A lag in domestic production and strong export demand is helping lift the price of milk.

Gaining market share

Stephenson also noted that U.S. dairy exports are gaining market share over other major dairy export regions of the world (compared to last year.) That may not continue, he explained, if the U.S. dollar continues to gain strength. The dollar’s comparative value was lower in 2020 and 2021, but has begun to creep up over the last several fiscal quarters, which makes U.S. dairy products relatively more expensive.

On the other hand, international competitors in the dairy sector are experiencing their own supply-limiting conditions. New Zealand, normally a powerhouse dairy exporter, has experienced drought for the last year and a half. The industry there is grappling with this question – “do we have too many animals on too small a footprint,” he said.

In the Netherlands, a mainstay of European Union dairy production, farmers are dealing with manure handling issues where phosphorus loads in the soil are limiting manure spreading. “There’s not enough land to spread it all on,” he said.

Ireland, another EU dairy production leader, has been in a big growth mode for the past few years but farmers there are also facing some of the same questions as their New Zealand and Dutch counterparts – “do we have too many cows?” he said.

Also potentially affecting dairy sales in general domestically is the rate of inflation being experienced in the U.S. economy. It is the highest rate of inflation in four decades. In January 1980, inflation stood at a little over 14%. Today the Consumer Product Index (CPI) rate of inflation is a little over 8%.

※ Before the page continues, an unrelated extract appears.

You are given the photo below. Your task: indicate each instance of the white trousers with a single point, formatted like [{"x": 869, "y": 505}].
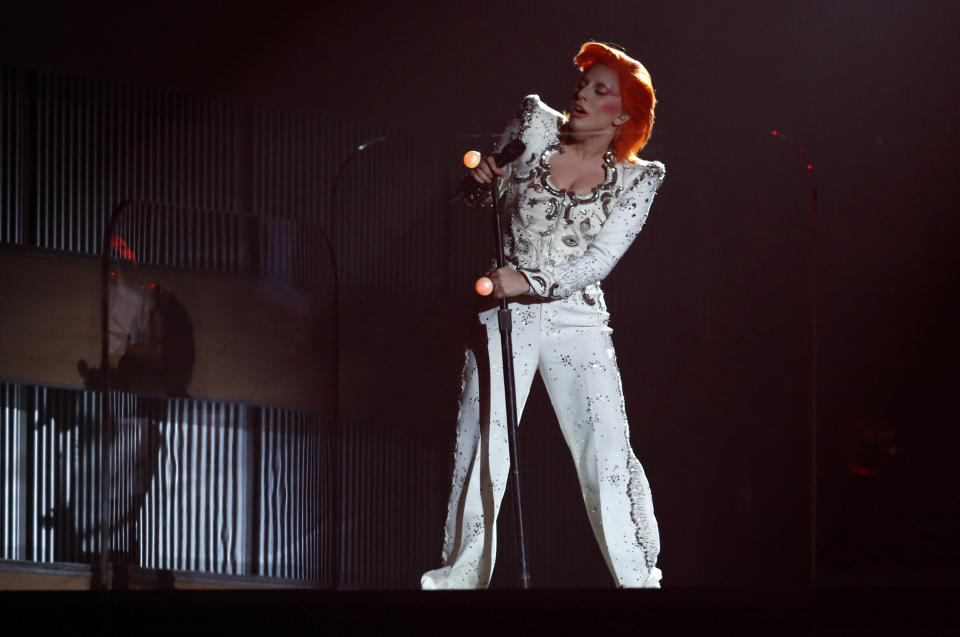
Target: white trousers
[{"x": 569, "y": 342}]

Also potentially affecting dairy sales in general domestically is the rate of inflation being experienced in the U.S. economy. It is the highest rate of inflation in four decades.

Stephenson said this inflation rate is likely to continue for a period of time and like many other economists, he fears we are going to be tumbled into a recession.

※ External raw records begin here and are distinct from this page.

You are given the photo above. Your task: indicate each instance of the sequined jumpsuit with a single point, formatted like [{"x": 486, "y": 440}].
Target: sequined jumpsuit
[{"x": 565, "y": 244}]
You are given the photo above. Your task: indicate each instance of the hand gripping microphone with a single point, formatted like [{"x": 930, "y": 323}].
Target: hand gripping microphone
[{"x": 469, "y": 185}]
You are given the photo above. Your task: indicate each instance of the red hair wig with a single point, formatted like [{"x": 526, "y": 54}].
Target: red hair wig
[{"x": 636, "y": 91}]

Consumers are now spending more at the dairy case because of inflation and figures show that this has contributed to a 4% loss of sales volume, he said.

Time to retire

Stephenson expects to retire in the next couple of months. He quipped that there are several styles of “retirement.” One is the 'Bob Cropp model', he said, where it’s difficult to tell that he’s retired. His style, he added with a smile, will be different from Cropp’s.

The University of Wisconsin has hired two people to replace him – one of them is Chuck Nicholson who joined the UW-Madison faculty in January 2022 as an associate professor in the Department of Agricultural and Applied Economics. Funding for the economics-focused position came from the Dairy Innovation Hub.

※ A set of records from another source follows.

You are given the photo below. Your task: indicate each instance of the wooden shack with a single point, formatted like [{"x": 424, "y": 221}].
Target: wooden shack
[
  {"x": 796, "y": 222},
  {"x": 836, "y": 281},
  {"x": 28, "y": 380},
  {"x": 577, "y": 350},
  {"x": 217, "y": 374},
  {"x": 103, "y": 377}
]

His most recent experience came at three business schools: Cornell University, Penn State and the Nijmegen School of Management in the Netherlands. During his PhD program at Cornell he worked with ag economists and focused on dairy markets and policy issues.

The other professor who has been hired to help with dairy economics and policy issues is Leonard Polzin, who was present and was introduced to the group gathered for the Dairy Exchange. (Nicholson was unable to attend.)

Leonard Polzin is the new Extension Dairy Markets and Policy Outreach Specialist.

Polzin is the new Extension Dairy Markets and Policy Outreach Specialist, given the task of identifying needs and turning research findings into outreach education programs related to dairy policy and dairy markets, aimed at enhancing the competitiveness of Wisconsin dairy farms. He started his new role on June 20.

Polzin grew up on a Wisconsin dairy farm and earned his Dairy Science and Agricultural Business Bachelor’s Degrees from UW-River Falls. He also earned a Masters in Agriculture and Resource Economics from Michigan State University.

As one of two successors to Stephenson, he will emphasize dairy market conditions, price outlooks and futures market expectations, dairy risk management programs, federal milk marketing orders and the evolving structure of the farm and processing sector.